Around his brows there was a tremor; in his eyes something appeared ready to shatter. He looked down, away.
Then Alice was admitting how much she missed Doe burrowing into her breast. She was feeling along her thighs, showing him the bruises from the last time the baby jumped on her. All Alice wanted from life was for Doe to take her for granted the way Alice took her mother for granted. But even that, having her mom here, working and worrying so hard and taking care of her, Alice hated it. She hated feeling helpless. She hadn’t been sick ten days in her life. What, was she supposed to learn to embrace her growing sonar capabilities, like this was some good thing?
She did not know, she did not know, she did not know. But she was going to find out. “Honeysuckle,” she said. “I am on a mission. I swear to you.”

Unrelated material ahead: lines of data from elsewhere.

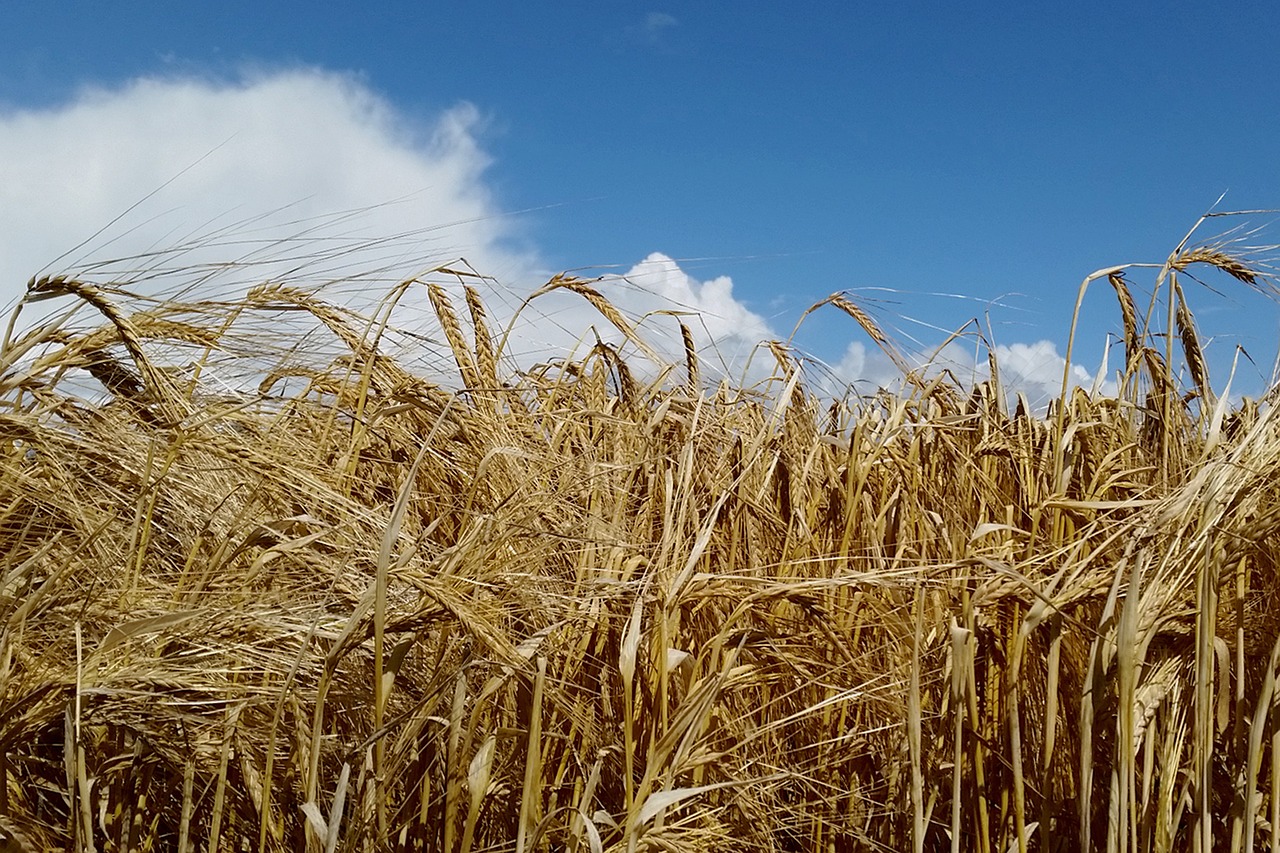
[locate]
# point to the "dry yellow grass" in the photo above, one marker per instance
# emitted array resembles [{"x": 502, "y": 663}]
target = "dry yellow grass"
[{"x": 334, "y": 606}]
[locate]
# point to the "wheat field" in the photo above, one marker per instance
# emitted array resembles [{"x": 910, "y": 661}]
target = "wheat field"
[{"x": 337, "y": 605}]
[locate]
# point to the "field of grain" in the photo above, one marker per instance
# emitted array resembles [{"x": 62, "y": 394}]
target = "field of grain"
[{"x": 336, "y": 605}]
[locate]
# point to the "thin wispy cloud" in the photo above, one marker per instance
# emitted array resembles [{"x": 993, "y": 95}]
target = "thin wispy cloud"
[{"x": 311, "y": 177}]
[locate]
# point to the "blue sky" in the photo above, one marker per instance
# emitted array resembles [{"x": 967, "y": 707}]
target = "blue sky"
[{"x": 952, "y": 154}]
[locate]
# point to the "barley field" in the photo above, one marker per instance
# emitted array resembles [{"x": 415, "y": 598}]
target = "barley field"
[{"x": 339, "y": 605}]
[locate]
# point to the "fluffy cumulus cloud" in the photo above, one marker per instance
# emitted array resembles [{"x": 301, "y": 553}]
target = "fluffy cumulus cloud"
[
  {"x": 222, "y": 158},
  {"x": 311, "y": 177},
  {"x": 1031, "y": 369}
]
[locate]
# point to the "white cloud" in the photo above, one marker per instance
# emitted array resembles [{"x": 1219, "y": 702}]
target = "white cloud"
[
  {"x": 1032, "y": 369},
  {"x": 304, "y": 144},
  {"x": 220, "y": 156}
]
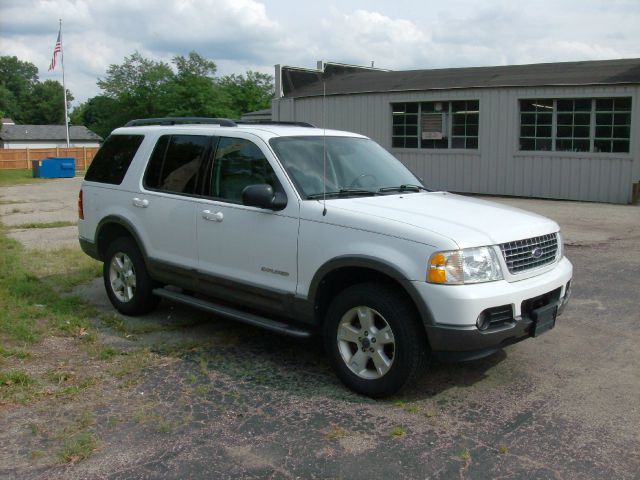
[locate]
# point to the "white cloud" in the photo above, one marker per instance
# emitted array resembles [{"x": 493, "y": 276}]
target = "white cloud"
[{"x": 256, "y": 34}]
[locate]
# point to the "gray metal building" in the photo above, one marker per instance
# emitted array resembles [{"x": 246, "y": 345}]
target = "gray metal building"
[{"x": 556, "y": 130}]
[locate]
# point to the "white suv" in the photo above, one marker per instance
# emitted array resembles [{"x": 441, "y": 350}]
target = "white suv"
[{"x": 304, "y": 231}]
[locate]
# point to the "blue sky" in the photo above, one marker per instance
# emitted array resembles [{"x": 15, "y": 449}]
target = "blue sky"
[{"x": 256, "y": 34}]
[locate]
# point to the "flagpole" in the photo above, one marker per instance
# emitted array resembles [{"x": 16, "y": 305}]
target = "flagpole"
[{"x": 64, "y": 87}]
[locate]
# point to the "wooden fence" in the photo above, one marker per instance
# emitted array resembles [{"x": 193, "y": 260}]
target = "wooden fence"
[{"x": 15, "y": 158}]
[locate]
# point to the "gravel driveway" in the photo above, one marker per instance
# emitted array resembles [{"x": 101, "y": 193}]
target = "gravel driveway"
[{"x": 223, "y": 400}]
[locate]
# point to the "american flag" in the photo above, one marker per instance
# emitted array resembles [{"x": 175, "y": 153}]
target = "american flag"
[{"x": 56, "y": 49}]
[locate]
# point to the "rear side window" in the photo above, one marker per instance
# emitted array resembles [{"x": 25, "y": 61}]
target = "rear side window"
[
  {"x": 176, "y": 162},
  {"x": 113, "y": 159}
]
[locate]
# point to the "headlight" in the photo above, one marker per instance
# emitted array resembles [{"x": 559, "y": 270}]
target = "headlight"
[
  {"x": 560, "y": 247},
  {"x": 470, "y": 265}
]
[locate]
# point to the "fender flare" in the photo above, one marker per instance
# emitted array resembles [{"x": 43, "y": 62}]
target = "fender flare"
[
  {"x": 128, "y": 226},
  {"x": 372, "y": 263}
]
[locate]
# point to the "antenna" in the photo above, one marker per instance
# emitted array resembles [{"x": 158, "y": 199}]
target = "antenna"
[{"x": 324, "y": 149}]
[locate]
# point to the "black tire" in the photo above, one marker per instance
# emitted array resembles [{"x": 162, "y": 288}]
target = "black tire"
[
  {"x": 407, "y": 347},
  {"x": 138, "y": 299}
]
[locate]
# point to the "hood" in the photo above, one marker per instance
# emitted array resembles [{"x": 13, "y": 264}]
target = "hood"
[{"x": 469, "y": 222}]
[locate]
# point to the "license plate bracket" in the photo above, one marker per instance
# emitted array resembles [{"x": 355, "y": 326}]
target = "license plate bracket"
[{"x": 544, "y": 319}]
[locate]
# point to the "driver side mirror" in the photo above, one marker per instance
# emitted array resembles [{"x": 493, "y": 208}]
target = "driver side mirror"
[{"x": 262, "y": 196}]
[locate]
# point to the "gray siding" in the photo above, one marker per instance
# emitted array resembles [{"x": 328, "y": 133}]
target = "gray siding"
[{"x": 497, "y": 167}]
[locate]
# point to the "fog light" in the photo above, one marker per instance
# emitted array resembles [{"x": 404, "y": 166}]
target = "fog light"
[{"x": 483, "y": 321}]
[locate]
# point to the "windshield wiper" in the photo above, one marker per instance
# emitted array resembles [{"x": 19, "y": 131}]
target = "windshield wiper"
[
  {"x": 404, "y": 188},
  {"x": 343, "y": 192}
]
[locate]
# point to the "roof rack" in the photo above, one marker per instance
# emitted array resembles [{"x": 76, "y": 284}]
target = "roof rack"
[
  {"x": 274, "y": 122},
  {"x": 223, "y": 122}
]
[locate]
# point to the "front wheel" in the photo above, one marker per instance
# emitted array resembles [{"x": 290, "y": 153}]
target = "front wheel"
[
  {"x": 374, "y": 339},
  {"x": 126, "y": 279}
]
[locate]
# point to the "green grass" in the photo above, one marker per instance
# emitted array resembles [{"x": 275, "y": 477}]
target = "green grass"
[
  {"x": 78, "y": 447},
  {"x": 56, "y": 224},
  {"x": 18, "y": 387},
  {"x": 63, "y": 268},
  {"x": 32, "y": 307}
]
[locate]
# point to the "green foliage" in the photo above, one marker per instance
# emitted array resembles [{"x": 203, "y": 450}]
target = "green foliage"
[
  {"x": 249, "y": 92},
  {"x": 143, "y": 88},
  {"x": 101, "y": 114},
  {"x": 45, "y": 105},
  {"x": 25, "y": 99}
]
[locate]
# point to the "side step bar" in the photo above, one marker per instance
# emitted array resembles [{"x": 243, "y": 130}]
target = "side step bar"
[{"x": 232, "y": 313}]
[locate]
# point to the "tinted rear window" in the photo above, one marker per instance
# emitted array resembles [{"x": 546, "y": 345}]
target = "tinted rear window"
[
  {"x": 175, "y": 163},
  {"x": 113, "y": 159}
]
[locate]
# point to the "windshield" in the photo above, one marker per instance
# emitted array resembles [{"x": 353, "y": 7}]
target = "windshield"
[{"x": 353, "y": 166}]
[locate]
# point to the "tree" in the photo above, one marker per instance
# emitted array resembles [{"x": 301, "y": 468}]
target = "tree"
[
  {"x": 25, "y": 99},
  {"x": 101, "y": 114},
  {"x": 17, "y": 79},
  {"x": 248, "y": 93},
  {"x": 195, "y": 65},
  {"x": 45, "y": 104},
  {"x": 8, "y": 103},
  {"x": 142, "y": 88}
]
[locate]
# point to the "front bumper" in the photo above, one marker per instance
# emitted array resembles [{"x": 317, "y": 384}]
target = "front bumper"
[{"x": 452, "y": 331}]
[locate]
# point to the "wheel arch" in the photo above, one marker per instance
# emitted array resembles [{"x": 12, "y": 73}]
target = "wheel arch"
[
  {"x": 342, "y": 272},
  {"x": 112, "y": 227}
]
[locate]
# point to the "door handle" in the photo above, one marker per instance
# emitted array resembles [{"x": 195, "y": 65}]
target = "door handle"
[{"x": 214, "y": 217}]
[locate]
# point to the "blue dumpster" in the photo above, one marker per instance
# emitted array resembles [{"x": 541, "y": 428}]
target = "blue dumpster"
[{"x": 54, "y": 167}]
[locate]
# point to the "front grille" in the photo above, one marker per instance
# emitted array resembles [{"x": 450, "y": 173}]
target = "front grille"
[{"x": 522, "y": 255}]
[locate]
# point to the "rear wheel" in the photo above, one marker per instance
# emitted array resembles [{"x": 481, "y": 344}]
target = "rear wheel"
[
  {"x": 126, "y": 279},
  {"x": 374, "y": 339}
]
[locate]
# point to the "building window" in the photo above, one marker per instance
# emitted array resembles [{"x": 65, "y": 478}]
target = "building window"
[
  {"x": 575, "y": 124},
  {"x": 436, "y": 124},
  {"x": 613, "y": 125}
]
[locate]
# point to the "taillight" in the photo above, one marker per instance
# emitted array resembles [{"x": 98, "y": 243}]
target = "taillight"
[{"x": 80, "y": 206}]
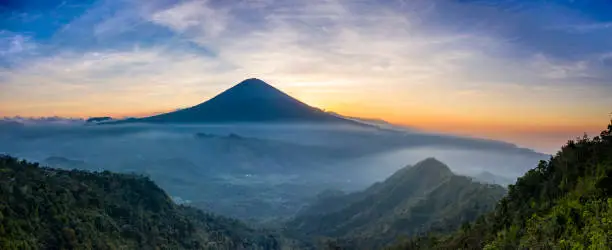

Whitman Memorial, 1220 York Ave., 3d floor, Children’s Oncology, Rm. 323
Sure, it made him feel low to watch other second graders run around the playground. But he’d made it up to three push-ups, was getting decent at fielding a tennis ball against a wall. He wanted to play T-ball that summer, wanted that team jersey, and to be in Cub Scouts, too. When you were eight years old, anything that meant you got to wear a uniform, he wanted to do. He was coming up on three years in remission, so he could still crash from a common cold, side effects from the Coumadin, whatever, but they’d gotten used to it, knew how to handle it.
This time seemed different, although maybe not so much, his mom couldn’t tell for sure. But the boy’s eyes were glassy, and, at dinner, she didn’t like the way he held his fork, his grip limp like that. His forehead felt clammy. But the nodes around his neck didn’t seem swollen. Now her hand along the side of his stomach, the way she’d been instructed. She kissed her son on the cheek as if blessing a rosary.